Dès la journée du 11 septembre, quelques-uns de ces témoins ont raconté à la presse dans quelles circonstances ils avaient été saisis de stupeur en voyant le Boeing descendre vers la ville pour percuter le Pentagone. L’effroyable imposture cite seulement deux personnalités qui sont dans cette situation, mais réfute catégoriquement leur témoignage, sans avoir pris soin de les contacter ou de réaliser un entretien contradictoire. Page 12 de son livre, Thierry Meyssan explique: « Fred Hey, l’assistant parlementaire du sénateur Bob Ney, a vu tomber un Boeing alors qu’il conduisait sur l’autoroute jouxtant le Pentagone. Le sénateur Mark Kirk était en train de sortir du parking du Pentagone, après avoir petit-déjeuner avec le secrétaire à la Défense, lorsqu’un gros avion s’est écrasé. » Et page 23, il décrète qu’ « il est impossible d’avaler de telles balivernes. Loin de créditer leurs dépositions, la qualité de ces témoins ne fait que souligner l’importance des moyens déployés par l’armée des Etats-Unis pour travestir la vérité ».

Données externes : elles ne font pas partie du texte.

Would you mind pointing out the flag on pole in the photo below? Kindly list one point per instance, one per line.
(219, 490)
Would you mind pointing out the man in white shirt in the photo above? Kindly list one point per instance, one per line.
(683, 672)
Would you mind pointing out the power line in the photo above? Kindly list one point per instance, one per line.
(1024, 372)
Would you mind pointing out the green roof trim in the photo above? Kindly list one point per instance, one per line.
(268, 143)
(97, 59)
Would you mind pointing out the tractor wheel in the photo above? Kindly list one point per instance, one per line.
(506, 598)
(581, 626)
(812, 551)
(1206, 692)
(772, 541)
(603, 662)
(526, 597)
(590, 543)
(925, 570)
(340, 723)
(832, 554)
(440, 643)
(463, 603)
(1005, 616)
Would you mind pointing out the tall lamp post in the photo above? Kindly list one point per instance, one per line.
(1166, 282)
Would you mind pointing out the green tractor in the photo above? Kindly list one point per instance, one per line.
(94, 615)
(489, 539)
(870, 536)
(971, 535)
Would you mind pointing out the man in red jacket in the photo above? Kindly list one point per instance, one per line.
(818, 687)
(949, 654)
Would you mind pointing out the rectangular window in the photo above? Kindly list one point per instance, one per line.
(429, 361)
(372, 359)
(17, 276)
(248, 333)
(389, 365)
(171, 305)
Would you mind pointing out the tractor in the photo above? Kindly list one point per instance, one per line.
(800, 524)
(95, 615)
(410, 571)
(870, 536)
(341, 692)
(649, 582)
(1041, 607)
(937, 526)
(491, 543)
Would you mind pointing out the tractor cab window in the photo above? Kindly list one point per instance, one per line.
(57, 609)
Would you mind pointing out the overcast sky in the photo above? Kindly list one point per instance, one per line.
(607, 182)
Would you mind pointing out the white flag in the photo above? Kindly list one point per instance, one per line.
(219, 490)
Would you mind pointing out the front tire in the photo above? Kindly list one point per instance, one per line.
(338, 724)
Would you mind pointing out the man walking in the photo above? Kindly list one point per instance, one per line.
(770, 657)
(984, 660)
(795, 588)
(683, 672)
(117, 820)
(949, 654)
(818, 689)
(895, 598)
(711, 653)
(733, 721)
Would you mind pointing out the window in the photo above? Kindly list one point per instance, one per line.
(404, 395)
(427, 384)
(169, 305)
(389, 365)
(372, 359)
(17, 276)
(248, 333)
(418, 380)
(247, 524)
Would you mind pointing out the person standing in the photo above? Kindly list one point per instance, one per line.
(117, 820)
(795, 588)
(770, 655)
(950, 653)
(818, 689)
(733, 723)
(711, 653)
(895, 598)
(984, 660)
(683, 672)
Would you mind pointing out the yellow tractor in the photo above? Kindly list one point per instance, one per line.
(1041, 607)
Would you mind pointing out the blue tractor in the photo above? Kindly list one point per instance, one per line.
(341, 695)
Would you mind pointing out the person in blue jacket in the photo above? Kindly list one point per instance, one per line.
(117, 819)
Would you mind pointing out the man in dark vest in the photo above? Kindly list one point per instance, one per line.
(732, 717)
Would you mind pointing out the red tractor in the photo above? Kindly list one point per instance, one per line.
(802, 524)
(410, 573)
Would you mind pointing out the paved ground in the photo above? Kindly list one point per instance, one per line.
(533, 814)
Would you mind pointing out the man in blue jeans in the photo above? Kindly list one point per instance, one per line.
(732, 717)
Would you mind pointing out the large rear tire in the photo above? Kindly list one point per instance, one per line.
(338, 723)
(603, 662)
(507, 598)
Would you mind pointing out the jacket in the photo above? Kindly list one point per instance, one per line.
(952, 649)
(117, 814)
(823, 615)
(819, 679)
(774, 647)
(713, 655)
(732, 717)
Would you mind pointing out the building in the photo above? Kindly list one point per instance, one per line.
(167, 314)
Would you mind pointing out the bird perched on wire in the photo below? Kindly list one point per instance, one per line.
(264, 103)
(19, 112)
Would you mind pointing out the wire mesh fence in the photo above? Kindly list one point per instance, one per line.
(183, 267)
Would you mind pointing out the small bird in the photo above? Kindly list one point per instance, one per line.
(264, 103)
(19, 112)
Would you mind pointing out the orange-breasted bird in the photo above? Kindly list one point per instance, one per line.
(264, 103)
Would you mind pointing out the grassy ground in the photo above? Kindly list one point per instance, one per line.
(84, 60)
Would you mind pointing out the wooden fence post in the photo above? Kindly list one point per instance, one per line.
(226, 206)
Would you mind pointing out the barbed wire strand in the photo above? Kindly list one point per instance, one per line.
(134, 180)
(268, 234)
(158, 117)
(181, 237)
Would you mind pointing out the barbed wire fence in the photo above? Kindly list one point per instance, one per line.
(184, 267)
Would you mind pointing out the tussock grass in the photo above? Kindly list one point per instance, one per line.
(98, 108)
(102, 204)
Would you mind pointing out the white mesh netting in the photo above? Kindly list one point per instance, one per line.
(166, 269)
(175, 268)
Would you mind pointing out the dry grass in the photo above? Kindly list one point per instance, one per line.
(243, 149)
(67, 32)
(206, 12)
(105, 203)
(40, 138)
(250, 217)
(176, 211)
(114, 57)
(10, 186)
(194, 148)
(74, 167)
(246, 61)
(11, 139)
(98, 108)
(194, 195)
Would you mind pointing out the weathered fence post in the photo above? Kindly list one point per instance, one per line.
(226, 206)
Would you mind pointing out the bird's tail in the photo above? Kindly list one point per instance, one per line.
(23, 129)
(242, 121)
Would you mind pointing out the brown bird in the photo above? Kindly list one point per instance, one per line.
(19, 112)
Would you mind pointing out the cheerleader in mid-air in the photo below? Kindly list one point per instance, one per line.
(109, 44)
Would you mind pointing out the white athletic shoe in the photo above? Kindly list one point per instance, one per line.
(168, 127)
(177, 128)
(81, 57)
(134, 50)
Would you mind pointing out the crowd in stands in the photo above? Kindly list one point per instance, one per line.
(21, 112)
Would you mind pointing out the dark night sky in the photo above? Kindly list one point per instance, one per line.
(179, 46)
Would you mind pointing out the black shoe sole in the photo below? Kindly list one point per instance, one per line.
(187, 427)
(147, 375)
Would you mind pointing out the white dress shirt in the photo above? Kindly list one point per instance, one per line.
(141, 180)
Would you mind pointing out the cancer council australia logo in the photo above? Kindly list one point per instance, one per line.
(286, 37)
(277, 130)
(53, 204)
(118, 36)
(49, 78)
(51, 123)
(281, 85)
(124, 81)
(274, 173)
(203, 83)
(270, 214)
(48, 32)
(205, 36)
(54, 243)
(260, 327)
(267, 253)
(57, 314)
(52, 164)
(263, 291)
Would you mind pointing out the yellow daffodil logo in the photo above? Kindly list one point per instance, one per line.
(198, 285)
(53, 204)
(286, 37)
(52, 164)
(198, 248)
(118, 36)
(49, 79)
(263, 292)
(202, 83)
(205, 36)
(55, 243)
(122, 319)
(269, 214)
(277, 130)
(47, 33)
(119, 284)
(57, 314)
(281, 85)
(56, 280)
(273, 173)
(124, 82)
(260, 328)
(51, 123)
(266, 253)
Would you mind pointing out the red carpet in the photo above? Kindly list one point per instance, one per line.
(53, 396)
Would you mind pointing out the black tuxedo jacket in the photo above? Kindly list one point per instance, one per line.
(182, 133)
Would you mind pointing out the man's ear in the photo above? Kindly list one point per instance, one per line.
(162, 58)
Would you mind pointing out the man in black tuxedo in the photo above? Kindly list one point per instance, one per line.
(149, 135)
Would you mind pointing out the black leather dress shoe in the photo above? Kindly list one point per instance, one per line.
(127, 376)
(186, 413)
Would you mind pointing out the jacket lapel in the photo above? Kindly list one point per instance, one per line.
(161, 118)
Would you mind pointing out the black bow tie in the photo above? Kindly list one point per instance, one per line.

Premier constat vertigineux: l’auteur est à ce point convaincu de l’existence d’un complot qu’il range ceux qui infirment sa thèse au nombre des éléments constitutifs du complot. Ces deux témoins sont ainsi éliminés pour cause d’irrecevabilité, sans avoir été interrogés, au seul motif qu’ils travaillent au Congrès - stupéfiant pour qui a déjà fait l’expérience de l’indépendance des parlementaires américains. L’argument que l’on nous sert est connu: tous pourris!
Arrêtons-nous un instant sur la portée de ce jugement dernier. Car inversement, si aucun Boeing n’a heurté le ministère de la Défense le 11 septembre, combien de centaines de spectateurs de cette mystification devraient-ils à cette heure s’insurger contre les pratiques de leur armée et de leur pouvoir politique? Au pays où chaque information a un prix, combien seraient-ils à rêver de vendre leur témoignage à la chaîne de télé la plus offrande ou de publier le plus largement possible leur propre compte rendu des événements? Les scoops ont trop de valeur dans l’industrie des médias outre-Atlantique pour laisser passer une nouvelle aussi extravagante.
Lors de l’entretien que nous avons eu avec l’auteur de L’effroyable imposture, le vendredi 14 décembre 2001 entre 10 heures et 11 heures, à sa demande, pour discuter du contenu de son ouvrage et de ses conclusions, nous lui avons demandé s’il s’était déplacé à Washington pour mener son enquête, s’il avait personnellement interrogé des habitants vivant en face du Pentagone, s’il avait cherché les précieux témoins de ladite « imposture ». Réponse: aucun déplacement, aucun témoignage recueilli directement, aucune démarche de terrain, le livre sera intégralement bâti sur un examen des photographies et sur la lecture des transcriptions de certaines conférences de presse. Selon lui, dans de tels dossiers, « les témoins oculaires ne sont pas du plus grand secours »…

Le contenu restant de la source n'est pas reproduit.